International Maritime Health, Vol. 68, No. 3, 2017


Pre-employment medical examinations – what is the issue?

Klaus Seidenstücker1, Stefan Neidhardt1, 2, Bernd Schepers1

1German Maritime Health Association, Hamburg, Germany

2German Naval Institute of Maritime Medicine, Kronshagen, Germany

Dr. med. Klaus H. Seidenstücker, Hashauweg 22b, D 24963 Tarp, Germany, e-mail:

In a recent editorial contribution to this journal Tim Carter states that ‘pre-employment medical examinations (PEMEs) are exercises in prediction’ [1].

While anybody knows that predictions are tricky especially when they deal with the future you also might wonder how much of an ‘exercise’ PEMEs really are. How serious an exercise is it? How adequate and accurate and therefore, how valid and valuable can it be?

To find an answer we first would have to establish what a PEME should achieve. Carter in his editorial points to predicting the probability of disease in order to avoid situations that cannot be handled at sea and might pose a risk to the individual as well as eventually to crew and ship.

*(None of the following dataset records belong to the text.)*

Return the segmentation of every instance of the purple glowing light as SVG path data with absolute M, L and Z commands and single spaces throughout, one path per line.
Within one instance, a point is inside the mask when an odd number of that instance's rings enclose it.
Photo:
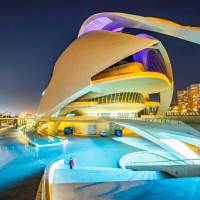
M 112 32 L 121 32 L 123 29 L 124 27 L 120 26 L 116 22 L 113 22 L 110 18 L 99 17 L 89 22 L 79 33 L 79 36 L 91 31 L 107 30 Z
M 109 19 L 108 17 L 99 17 L 93 21 L 91 21 L 90 23 L 88 23 L 83 32 L 83 33 L 87 33 L 87 32 L 90 32 L 90 31 L 97 31 L 97 30 L 102 30 L 103 27 L 105 27 L 106 25 L 112 23 L 112 20 Z M 80 35 L 81 35 L 80 34 Z

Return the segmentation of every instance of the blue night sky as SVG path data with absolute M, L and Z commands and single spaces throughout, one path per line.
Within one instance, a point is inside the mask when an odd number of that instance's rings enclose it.
M 58 56 L 87 17 L 104 11 L 200 26 L 198 0 L 0 0 L 0 111 L 36 110 Z M 151 34 L 168 51 L 175 90 L 200 82 L 200 45 Z

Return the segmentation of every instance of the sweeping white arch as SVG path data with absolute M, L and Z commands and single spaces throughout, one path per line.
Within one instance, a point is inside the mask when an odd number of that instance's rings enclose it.
M 99 24 L 95 24 L 95 20 L 97 19 L 102 19 L 102 21 L 100 20 Z M 91 26 L 88 27 L 89 25 Z M 104 12 L 92 15 L 82 24 L 79 36 L 89 30 L 122 30 L 123 28 L 136 28 L 158 32 L 200 44 L 200 27 L 183 26 L 156 17 L 143 17 L 115 12 Z

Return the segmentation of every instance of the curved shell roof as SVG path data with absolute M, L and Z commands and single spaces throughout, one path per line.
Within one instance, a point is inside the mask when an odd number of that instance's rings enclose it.
M 79 36 L 94 30 L 120 31 L 123 28 L 149 30 L 200 44 L 200 27 L 183 26 L 166 19 L 125 13 L 105 12 L 89 17 Z
M 57 60 L 39 113 L 53 112 L 87 92 L 91 77 L 158 40 L 117 32 L 90 32 L 77 38 Z M 69 98 L 70 97 L 70 98 Z

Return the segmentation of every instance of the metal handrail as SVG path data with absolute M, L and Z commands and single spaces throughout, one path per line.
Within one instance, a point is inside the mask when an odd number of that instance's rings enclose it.
M 184 163 L 181 163 L 183 165 L 200 165 L 200 162 L 199 164 L 196 164 L 194 162 L 192 163 L 186 163 L 187 161 L 200 161 L 200 158 L 196 158 L 196 159 L 179 159 L 179 160 L 161 160 L 161 161 L 152 161 L 150 163 L 169 163 L 169 162 L 184 162 Z M 147 163 L 147 162 L 128 162 L 127 163 L 127 166 L 129 166 L 129 164 L 144 164 L 144 163 Z M 126 165 L 126 164 L 125 164 Z M 174 163 L 174 165 L 177 165 L 177 163 Z

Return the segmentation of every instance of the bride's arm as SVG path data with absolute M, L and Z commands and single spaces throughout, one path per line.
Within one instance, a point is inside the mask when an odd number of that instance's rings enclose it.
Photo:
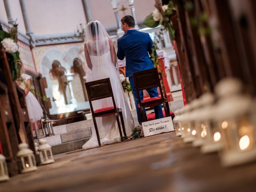
M 86 60 L 86 63 L 87 63 L 88 67 L 92 70 L 92 64 L 91 59 L 90 58 L 90 55 L 88 52 L 88 50 L 87 50 L 87 47 L 86 46 L 86 43 L 84 44 L 84 55 L 85 55 L 85 59 Z
M 110 54 L 111 54 L 111 60 L 114 65 L 116 66 L 116 54 L 115 50 L 115 48 L 114 47 L 113 42 L 110 38 L 108 38 L 108 42 L 109 42 L 109 46 L 110 48 Z

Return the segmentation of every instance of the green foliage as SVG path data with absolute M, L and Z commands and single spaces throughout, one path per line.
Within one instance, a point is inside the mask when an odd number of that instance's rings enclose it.
M 122 85 L 123 86 L 123 89 L 124 92 L 127 91 L 127 92 L 129 92 L 132 91 L 131 84 L 127 81 L 126 78 L 125 80 L 122 82 Z
M 10 34 L 4 31 L 0 31 L 0 42 L 2 41 L 5 38 L 10 38 Z

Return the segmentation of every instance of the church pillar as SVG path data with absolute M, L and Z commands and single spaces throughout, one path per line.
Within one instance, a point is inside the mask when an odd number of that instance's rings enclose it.
M 92 14 L 90 10 L 89 2 L 88 0 L 82 0 L 82 2 L 83 4 L 83 7 L 84 7 L 84 11 L 86 22 L 88 23 L 92 20 Z
M 123 33 L 124 32 L 122 29 L 121 26 L 121 22 L 119 19 L 119 17 L 118 16 L 118 10 L 117 10 L 117 6 L 118 4 L 119 0 L 109 0 L 112 5 L 112 8 L 114 13 L 115 14 L 115 16 L 116 16 L 116 23 L 117 24 L 117 35 L 119 37 L 121 36 Z
M 12 18 L 12 12 L 11 11 L 11 7 L 10 5 L 9 0 L 4 0 L 4 4 L 5 8 L 5 11 L 6 12 L 7 18 L 8 19 L 8 23 L 13 25 L 14 23 L 14 20 Z
M 134 8 L 134 6 L 133 4 L 134 0 L 129 0 L 129 6 L 130 6 L 130 9 L 131 10 L 131 13 L 132 14 L 132 16 L 134 19 L 134 22 L 135 23 L 135 28 L 136 29 L 138 29 L 139 26 L 138 25 L 138 22 L 137 22 L 137 20 L 136 19 L 136 16 L 135 16 L 135 9 Z
M 27 35 L 31 36 L 33 34 L 33 32 L 30 29 L 30 26 L 29 24 L 28 21 L 28 13 L 27 10 L 26 8 L 26 5 L 25 4 L 24 0 L 20 0 L 20 7 L 21 8 L 21 11 L 22 12 L 22 16 L 23 16 L 23 20 L 24 20 L 24 24 L 26 28 L 26 33 Z
M 25 4 L 25 0 L 20 0 L 20 4 L 21 11 L 22 12 L 22 16 L 23 16 L 23 20 L 24 21 L 24 24 L 26 28 L 26 33 L 30 37 L 30 47 L 32 48 L 35 46 L 36 39 L 34 34 L 30 29 L 28 12 L 27 12 Z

Is that all? It covers a precautionary aspect of PEMEs and mainly centres around the individual’s health condition, preexisting states or dispositions. What we need in order to find them predominantly is a medical issue. Apply the right examination and test procedure and arrive at a judgement. But what exactly are we looking for and what therefore, is the adequate examination or test? Do we have a (worldwide) valid epidemiological database telling us what to look for? Do we have evidence on the predictive value of examination or test procedures regarding an employment on board? Do we have proof of the cut off criteria we apply?

As Carter states, the criteria to arrive at a judgement might depend on stakeholders view. We may like it or not: there is a range of different outcomes if we look at results of our medical examination from the point of view of the seafarer patient, the ship operator, employer, insurance – and even the examiners who do not wish to be held responsible for anything that goes wrong.

Regarding the risks of deteriorating health conditions, it is ours to determine what kind of examination and tests we want to apply. Of course, they should be evidence based and not abundant, profuse and helpless. It might be legitimate when addressing the predictive part of PEMEs to give our seafarer client some priority consideration as in the first place we are dealing with his health.

But what about the criteria for our judgement? The medical part is to assess the probability of a health risk. Whether that is acceptable or not is a responsibility we share with others: employer, ship operator, insurance etc. It definitely requires compromise.

There is however, another and maybe even more important or primary aspect in PEMEs. It is that of fitness for sea duty! This probably requires a different approach. We are no longer trying to predict the probability of disease. Instead we have to examine and test our clients for their physical and psychomental ability to perform their – routine and emergency – tasks of their specific job on board. In this respect we physicians are heavily dependent on a precise definition of such tasks by those who create, manage and hold responsibility for the job structures, the working and living environment on board. We are now much more answerable to nonmedical stakeholders regarding our methods and judgement. To answer the question how to examine, what to test and which criteria to employ there needs to be a demand profile provided by ship operators. As job profiles change with time and technology, a constant dialogue is inevitable to establish the necessary abilities and adapt the international guidelines for fitness examinations accordingly.

As the clinical inventory of testing might not always be adequate to answer fitness or aptitude questions, we should even consider to examine (or better evaluate) our clients in their training programmes or working environment. Colocation and cooperation with seafarer’s educational institutes would not be the worst idea.

The present structures and procedures definitely could be advanced to become a lot more reliable.


Klaus Seidenstücker: None declared; Stefan Neidhardt: Head of German Naval Institute of Maritime Medicine, a centre for shipboard and diving fitness and aptitude testing of military personnel. Bernd Schepers: Former head of medical service, seafarer’s occupational insurance – civil authority for PEME for German flagged ship’s.


1. Carter T. The evidence base for seafarer pre-employment medical examinations (PEMEs). Int Marit Health. 2017; 68(2): 75–76, doi: 10.5603/IMH.2017.0014, indexed in Pubmed: 28660608.